Zheng Zhong, Huang Xi-Ping, Mangano Thomas J, Zou Rodger, Chen Xin, Zaidi Saheem A, Roth Bryan L, Stevens Raymond C, Katritch Vsevolod
Department of Biological Sciences and Department of Chemistry, Bridge Institute, University of Southern California , Los Angeles, California 90089, United States.
J Med Chem. 2017 Apr 13;60(7):3070-3081. doi: 10.1021/acs.jmedchem.7b00109. Epub 2017 Apr 3.
The ongoing epidemics of opioid overdose raises an urgent need for effective antiaddiction therapies and addiction-free painkillers. The κ-opioid receptor (KOR) has emerged as a promising target for both indications, raising demand for new chemotypes of KOR antagonists as well as G-protein-biased agonists. We employed the crystal structure of the KOR-JDTic complex and ligand-optimized structural templates to perform virtual screening of available compound libraries for new KOR ligands. The prospective virtual screening campaign yielded a high 32% hit rate, identifying novel fragment-like and lead-like chemotypes of KOR ligands. A round of optimization resulted in 11 new submicromolar KOR binders (best K = 90 nM). Functional assessment confirmed at least two compounds as potent KOR antagonists, while compound 81 was identified as a potent G biased agonist for KOR with minimal β-arrestin recruitment. These results support virtual screening as an effective tool for discovery of new lead chemotypes with therapeutically relevant functional profiles.

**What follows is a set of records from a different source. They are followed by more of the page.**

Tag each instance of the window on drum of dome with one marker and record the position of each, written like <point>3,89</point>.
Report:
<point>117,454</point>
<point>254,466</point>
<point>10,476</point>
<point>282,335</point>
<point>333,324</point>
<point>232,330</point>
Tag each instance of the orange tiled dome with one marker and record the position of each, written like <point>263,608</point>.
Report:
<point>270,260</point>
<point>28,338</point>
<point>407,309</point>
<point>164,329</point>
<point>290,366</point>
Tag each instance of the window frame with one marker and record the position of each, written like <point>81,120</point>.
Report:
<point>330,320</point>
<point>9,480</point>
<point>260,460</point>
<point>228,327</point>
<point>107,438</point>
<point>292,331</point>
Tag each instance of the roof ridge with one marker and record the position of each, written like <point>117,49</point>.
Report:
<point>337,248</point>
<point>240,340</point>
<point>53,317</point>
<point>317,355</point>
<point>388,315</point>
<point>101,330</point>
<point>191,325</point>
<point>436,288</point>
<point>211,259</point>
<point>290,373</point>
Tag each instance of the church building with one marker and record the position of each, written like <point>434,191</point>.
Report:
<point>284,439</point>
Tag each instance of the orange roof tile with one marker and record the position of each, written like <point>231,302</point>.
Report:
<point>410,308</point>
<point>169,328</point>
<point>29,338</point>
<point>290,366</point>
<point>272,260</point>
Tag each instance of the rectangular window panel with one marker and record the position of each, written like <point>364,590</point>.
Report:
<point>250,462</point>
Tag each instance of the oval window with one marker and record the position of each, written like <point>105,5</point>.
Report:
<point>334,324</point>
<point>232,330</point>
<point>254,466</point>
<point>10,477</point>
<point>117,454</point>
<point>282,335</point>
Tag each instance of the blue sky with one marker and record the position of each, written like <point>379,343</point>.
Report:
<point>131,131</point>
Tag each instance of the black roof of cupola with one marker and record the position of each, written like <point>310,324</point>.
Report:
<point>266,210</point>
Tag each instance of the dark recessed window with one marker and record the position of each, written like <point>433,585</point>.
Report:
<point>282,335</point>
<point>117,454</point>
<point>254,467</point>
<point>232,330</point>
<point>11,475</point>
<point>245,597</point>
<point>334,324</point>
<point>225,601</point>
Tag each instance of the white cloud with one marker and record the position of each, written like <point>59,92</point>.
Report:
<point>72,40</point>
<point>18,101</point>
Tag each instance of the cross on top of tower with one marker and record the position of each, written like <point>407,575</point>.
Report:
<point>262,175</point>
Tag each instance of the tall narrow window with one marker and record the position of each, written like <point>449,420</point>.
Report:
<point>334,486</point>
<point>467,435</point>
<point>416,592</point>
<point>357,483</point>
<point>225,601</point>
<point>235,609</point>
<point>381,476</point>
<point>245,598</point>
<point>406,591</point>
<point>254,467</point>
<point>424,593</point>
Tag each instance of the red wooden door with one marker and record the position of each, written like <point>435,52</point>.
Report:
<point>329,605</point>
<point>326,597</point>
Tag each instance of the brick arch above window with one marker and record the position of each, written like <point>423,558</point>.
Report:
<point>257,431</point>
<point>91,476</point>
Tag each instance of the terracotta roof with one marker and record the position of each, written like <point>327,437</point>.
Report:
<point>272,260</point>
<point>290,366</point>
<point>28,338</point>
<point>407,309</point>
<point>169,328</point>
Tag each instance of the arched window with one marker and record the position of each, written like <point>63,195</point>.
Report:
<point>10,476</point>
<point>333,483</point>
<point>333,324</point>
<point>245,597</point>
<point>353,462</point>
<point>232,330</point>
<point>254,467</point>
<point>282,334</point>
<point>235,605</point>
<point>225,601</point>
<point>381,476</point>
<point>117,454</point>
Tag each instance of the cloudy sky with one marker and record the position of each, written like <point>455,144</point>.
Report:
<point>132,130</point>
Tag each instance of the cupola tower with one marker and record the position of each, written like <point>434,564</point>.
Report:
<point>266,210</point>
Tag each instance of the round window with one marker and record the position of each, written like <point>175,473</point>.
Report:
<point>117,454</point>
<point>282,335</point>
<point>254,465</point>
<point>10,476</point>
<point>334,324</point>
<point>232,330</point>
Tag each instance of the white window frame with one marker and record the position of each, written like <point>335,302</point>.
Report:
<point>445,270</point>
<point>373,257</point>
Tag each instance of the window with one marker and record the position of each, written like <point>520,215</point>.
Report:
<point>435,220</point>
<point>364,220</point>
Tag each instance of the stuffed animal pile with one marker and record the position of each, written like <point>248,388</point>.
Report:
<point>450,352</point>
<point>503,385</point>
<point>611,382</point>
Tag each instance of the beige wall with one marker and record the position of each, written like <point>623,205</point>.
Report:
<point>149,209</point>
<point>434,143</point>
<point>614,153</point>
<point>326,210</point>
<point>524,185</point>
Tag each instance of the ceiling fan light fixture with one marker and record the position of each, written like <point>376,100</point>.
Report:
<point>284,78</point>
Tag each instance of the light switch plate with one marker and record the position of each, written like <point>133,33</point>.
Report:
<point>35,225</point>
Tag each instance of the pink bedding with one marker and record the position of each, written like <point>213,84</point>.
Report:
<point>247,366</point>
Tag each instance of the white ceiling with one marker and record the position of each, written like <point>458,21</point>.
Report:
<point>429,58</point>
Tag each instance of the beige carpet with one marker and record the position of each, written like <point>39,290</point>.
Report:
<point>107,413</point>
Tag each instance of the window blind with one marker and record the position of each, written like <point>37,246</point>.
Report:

阿片类药物过量的持续流行迫切需要有效的抗成瘾疗法和无成瘾性的止痛药。κ-阿片受体(KOR)已成为这两种适应症的一个有前景的靶点,这增加了对新型KOR拮抗剂以及G蛋白偏向性激动剂化学类型的需求。我们利用KOR-JDTic复合物的晶体结构和配体优化的结构模板,对可用化合物库进行虚拟筛选以寻找新的KOR配体。前瞻性虚拟筛选活动产生了高达32%的命中率,确定了KOR配体的新型类片段和类先导化学类型。一轮优化产生了11种新的亚微摩尔级KOR结合剂(最佳K = 90 nM)。功能评估证实至少有两种化合物是有效的KOR拮抗剂,而化合物81被确定为一种有效的KOR G偏向性激动剂,对β-抑制蛋白的招募最少。这些结果支持虚拟筛选作为发现具有治疗相关功能特征的新先导化学类型的有效工具。